What I cannot create, I do not understand.

Just because you've implemented something, doesn't mean you understand it.

Just LOOK at the humongous type that Hindley-Milner infers for this tiny program!

Or, check out this one weird trick to make Hindley-Milner blow up! Haskell and ML compilers hate it!

In May I gave a mini-talk at !!Con, and it was loads of fun! The videos and transcripts of all of the talks are online so you can watch them if you weren’t able to attend and haven’t seen them yet.

My talk was on the performance of Hindley-Milner type inference. The punch line is that the worst case performance is exponential, i.e. O(cⁿ), in both time and space in the size of the input program. When I first learned about this, I found it both fascinating and baffling since exponential time is pretty bad!

Talks are HARD! Ten minutes talks are REALLY HARD!!

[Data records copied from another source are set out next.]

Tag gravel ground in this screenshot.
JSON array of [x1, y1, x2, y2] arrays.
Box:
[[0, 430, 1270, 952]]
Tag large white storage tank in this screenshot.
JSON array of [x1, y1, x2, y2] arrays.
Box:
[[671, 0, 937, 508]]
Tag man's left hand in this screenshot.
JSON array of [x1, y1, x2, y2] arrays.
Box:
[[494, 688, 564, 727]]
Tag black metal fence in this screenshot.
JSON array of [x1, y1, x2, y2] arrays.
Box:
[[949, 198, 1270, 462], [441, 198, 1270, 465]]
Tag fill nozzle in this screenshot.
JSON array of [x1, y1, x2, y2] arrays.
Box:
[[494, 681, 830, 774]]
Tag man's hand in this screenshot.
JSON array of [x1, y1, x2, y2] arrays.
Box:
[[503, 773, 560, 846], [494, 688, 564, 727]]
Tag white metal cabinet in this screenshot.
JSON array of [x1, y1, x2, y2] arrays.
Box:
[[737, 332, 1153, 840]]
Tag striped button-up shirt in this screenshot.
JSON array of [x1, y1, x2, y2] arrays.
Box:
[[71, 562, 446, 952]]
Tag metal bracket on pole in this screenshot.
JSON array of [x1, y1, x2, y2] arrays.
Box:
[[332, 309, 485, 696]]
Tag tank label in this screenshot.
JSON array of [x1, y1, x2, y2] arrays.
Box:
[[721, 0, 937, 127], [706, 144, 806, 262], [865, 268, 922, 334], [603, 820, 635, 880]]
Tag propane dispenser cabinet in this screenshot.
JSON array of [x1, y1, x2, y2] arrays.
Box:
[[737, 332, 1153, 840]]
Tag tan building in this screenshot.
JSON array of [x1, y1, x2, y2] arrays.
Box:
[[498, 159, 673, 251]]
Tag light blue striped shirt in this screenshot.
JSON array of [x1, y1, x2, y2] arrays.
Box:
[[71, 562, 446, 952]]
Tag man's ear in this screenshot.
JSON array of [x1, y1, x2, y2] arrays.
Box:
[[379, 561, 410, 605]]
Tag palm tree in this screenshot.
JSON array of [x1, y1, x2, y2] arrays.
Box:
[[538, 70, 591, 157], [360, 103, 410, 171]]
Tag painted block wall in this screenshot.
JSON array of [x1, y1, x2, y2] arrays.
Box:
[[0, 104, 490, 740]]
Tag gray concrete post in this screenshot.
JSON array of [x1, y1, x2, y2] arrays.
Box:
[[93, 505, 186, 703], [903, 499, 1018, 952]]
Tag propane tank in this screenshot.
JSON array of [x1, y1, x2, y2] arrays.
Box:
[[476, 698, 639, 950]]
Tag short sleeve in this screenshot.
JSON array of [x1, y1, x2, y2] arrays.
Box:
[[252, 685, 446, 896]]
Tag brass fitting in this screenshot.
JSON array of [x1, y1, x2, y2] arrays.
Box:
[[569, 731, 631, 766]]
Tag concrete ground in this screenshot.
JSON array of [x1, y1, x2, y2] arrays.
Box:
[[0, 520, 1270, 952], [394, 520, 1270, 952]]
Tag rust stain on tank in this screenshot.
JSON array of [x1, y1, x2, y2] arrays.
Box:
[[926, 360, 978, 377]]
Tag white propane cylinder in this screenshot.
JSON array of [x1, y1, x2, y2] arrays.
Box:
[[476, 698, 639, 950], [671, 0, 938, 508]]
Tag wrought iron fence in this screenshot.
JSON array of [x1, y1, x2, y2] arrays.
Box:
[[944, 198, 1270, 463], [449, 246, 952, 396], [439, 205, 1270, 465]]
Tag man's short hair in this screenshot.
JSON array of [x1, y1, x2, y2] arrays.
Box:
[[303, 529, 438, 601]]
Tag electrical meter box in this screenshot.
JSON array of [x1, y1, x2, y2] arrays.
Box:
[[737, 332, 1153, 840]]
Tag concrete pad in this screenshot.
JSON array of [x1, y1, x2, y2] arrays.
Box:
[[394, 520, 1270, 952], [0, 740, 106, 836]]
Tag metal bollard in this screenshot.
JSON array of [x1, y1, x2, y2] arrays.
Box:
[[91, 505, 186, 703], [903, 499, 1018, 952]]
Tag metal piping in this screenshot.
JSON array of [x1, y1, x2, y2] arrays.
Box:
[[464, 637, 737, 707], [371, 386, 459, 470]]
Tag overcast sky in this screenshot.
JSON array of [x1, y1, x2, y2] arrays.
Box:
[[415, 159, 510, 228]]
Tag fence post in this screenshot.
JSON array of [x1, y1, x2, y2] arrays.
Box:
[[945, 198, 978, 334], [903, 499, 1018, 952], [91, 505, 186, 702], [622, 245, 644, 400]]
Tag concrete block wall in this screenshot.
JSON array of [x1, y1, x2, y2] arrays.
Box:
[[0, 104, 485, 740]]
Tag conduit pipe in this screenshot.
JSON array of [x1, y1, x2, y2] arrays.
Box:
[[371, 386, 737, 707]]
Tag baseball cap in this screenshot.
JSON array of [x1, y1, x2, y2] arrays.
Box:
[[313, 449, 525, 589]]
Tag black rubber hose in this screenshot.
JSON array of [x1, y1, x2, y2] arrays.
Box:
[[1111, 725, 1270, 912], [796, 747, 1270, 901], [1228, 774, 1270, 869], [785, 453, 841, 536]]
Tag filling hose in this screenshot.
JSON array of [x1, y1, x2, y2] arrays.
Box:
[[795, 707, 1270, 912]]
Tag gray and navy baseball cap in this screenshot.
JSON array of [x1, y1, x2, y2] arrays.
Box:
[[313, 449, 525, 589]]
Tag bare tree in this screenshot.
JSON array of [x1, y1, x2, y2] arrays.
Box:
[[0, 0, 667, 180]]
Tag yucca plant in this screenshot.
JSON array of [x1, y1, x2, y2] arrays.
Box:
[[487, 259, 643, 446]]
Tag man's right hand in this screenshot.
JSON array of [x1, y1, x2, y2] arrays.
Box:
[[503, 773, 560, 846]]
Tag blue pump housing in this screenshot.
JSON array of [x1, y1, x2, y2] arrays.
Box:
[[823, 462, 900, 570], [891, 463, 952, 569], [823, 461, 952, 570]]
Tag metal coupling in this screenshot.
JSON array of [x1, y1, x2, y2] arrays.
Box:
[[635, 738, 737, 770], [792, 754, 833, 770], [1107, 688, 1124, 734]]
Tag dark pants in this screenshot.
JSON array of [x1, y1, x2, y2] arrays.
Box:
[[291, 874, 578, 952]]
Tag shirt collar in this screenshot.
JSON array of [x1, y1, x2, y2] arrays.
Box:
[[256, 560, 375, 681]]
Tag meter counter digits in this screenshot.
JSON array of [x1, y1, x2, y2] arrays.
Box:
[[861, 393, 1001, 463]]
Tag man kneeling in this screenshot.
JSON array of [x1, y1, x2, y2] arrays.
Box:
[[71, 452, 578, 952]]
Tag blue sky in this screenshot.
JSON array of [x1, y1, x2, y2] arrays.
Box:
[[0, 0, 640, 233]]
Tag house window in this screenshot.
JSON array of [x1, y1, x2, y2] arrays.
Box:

This was my first conference talk, and in fact !!Con was the first conference I’ve ever attended. I submitted the proposal fully expecting to be rejected, and also submitted it with very little material prepared. I had worked on an implementation of baby Hindley-Milner before (no let-polymorphism, which turns out to be relevant), but all I knew about the performance was that this edge case exists, and I didn’t really understand why.

In fact, after many hours or studying, I still didn’t really understand what was going on. I wanted to overprepare for the talk, thinking that in 10 minutes the best I could hope for would be to capture the essence of the edge case in a superficial way, and rely on a deep well of understanding to back it up and pick out what was important to highlight. I don’t think I ever really managed to get that deep well even after giving the talk and going over my notes many weeks later.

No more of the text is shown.